The founder of the Notting Hill Carnival has been honoured in central London at a ceremony in which two commemorative plaques were unveiled.

Fifty years ago the late activist Claudia Jones organised Britain's first event celebrating Caribbean culture.

It grew into a street party which in 1964 became the west London carnival.

John S Jeremy, High Commissioner for Trinidad, was among those at the unveiling of blue and bronze plaques at Portobello Road and Powis Square.

Known as the "mother of the Notting Hill Carnival", Ms Jones was born in Trinidad in 1915 but spent most of her adult life in the US.

Celebratory walk

In 1955 she was deported from the US for "un-American" activities and given asylum in Britain, where she founded and edited the West Indian Gazette, Britain's first black weekly newspaper.

Following the 1958 riots in Notting Hill, she organised a walk from Powis Square to Tavistock Square to celebrate positive aspects of Caribbean culture.

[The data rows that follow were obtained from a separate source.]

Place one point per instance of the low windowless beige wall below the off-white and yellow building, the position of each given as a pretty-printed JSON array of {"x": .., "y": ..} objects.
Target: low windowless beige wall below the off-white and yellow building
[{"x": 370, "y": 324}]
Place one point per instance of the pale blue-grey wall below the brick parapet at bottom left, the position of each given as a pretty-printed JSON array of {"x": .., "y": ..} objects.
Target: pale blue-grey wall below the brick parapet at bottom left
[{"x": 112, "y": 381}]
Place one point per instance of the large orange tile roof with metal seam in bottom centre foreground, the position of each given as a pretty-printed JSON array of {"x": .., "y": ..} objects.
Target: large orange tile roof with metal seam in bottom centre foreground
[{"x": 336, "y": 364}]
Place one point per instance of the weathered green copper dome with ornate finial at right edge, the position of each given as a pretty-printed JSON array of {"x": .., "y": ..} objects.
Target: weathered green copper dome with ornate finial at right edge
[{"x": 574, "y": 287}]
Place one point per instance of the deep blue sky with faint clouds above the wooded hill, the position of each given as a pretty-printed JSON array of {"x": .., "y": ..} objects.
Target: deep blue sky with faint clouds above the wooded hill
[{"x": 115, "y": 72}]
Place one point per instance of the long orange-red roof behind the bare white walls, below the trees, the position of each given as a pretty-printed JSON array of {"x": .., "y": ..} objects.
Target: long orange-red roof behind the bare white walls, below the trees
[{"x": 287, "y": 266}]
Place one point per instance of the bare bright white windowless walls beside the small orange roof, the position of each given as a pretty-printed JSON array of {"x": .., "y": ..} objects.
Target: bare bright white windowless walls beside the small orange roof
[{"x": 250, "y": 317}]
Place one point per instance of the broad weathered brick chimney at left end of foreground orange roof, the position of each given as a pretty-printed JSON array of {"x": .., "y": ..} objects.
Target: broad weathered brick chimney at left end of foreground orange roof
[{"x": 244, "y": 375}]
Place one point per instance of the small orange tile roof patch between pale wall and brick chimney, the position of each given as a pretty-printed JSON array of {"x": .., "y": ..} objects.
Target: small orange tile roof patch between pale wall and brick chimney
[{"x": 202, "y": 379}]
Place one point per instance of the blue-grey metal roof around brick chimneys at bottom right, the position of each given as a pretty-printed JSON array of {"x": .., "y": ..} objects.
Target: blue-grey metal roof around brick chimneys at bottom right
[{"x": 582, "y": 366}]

A few months later Ms Jones organised Britain's first Caribbean carnival, held indoors at a hall in St Pancras. This continued annually until Claudia and friends established the first carnival on the streets of Notting Hill.

This year's Notting Hill Carnival is expected to attract 1.5 million people to west London from Saturday.

Jak Beula, founder of the Black history organisation Nubian Jak Community Trust, said: "It is wonderful that someone who gave so much to her community, and who stood up for justice and equality, should finally be recognised for giving Britain its greatest symbol of cultural diversity - The Notting Hill Carnival."

Allyson Williams, interim chair of London Notting Hill Carnival Ltd, hoped the plaques would "remind us all of the sacrifices that others have made, so that today we can enjoy the freedoms of a truly multicultural Britain".